There are few things in life that are overall, but trust between two people is one of them. You can’t sort of believe in someone. You either do or you don’t. It’s fairly simple.Based on the stakes, people can be actually careless with little things that might cause harm to trust. I had one client who would lie to her husband about how much she invested at the shopping mall. She wasn’t lying about that much. She’d just fudge the figures a little bit. She’d say she spend $200 when she’d actually spent $275.00. Actually she’d only done it a few times, more than once, but not regularly. When he found out he assumed she was lying about other factors. He tore their relationship apart trying to figure out what about. She held responsible him for their problems when she started it over $75.00.
I had another client who had a shared Facebook account with his wife. They’d agreed on performing it that way. Before his 15th high school reunion, he started a private one. He did have a idea of using it communicates with his high school girlfriend. He didn’t intend to cheat on his wife, but he knew she wouldn’t enjoy him conveyed with a high school flame. He did neither actually, cheat with or communicate with his ex. A couple of his old football buddies friended him on Facebook, and recommended the pictures he’d posted at the reunion, in front of his wife, who had the heart sinking emotion he was hiding something from her and of course he was, anything small, but she couldn’t see it that way. If it was so simple why did he hide it? It ate her up.

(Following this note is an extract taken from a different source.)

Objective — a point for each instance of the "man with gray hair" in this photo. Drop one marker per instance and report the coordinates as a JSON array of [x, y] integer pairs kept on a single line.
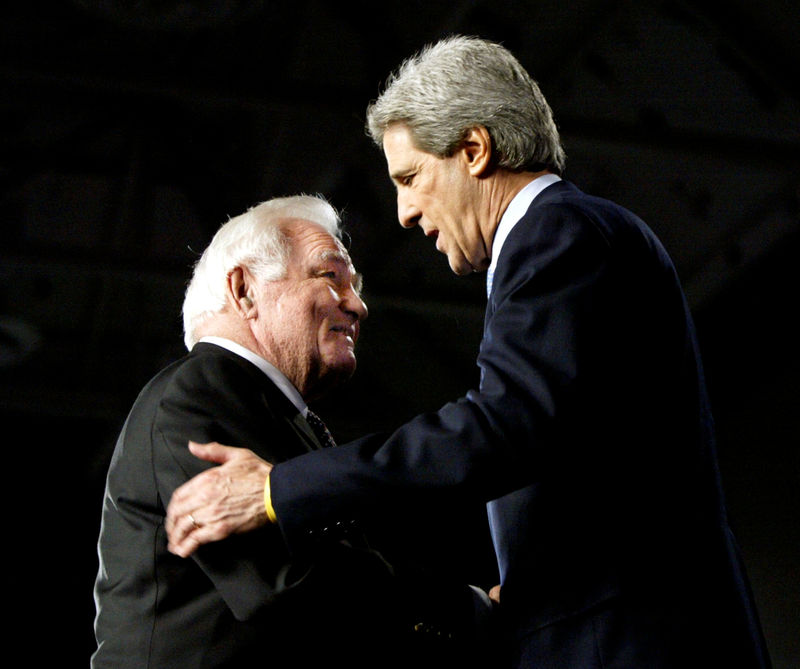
[[590, 436], [271, 319]]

The problem is trust is never a given. It’s earned, and it’s much tougher to repair once broken than it was to build in the first place. Even the little things can do harm that can be irreparable, because trust is so fragile, and absolute. A relationship without having trust is divisive and corrosive on many levels and love has a hard time increasing there.
So, if you’re going to be in a relationship keeping in mind, trust is absolute. It is or it isn’t. Anything less than real trust and loyalty creates shadows around the love that you want to create. (Tweetable) Before you risk it, carelessly or deliberately ask yourself if it’s worth the cost. If you want to stay together I can almost guarantee it’s not.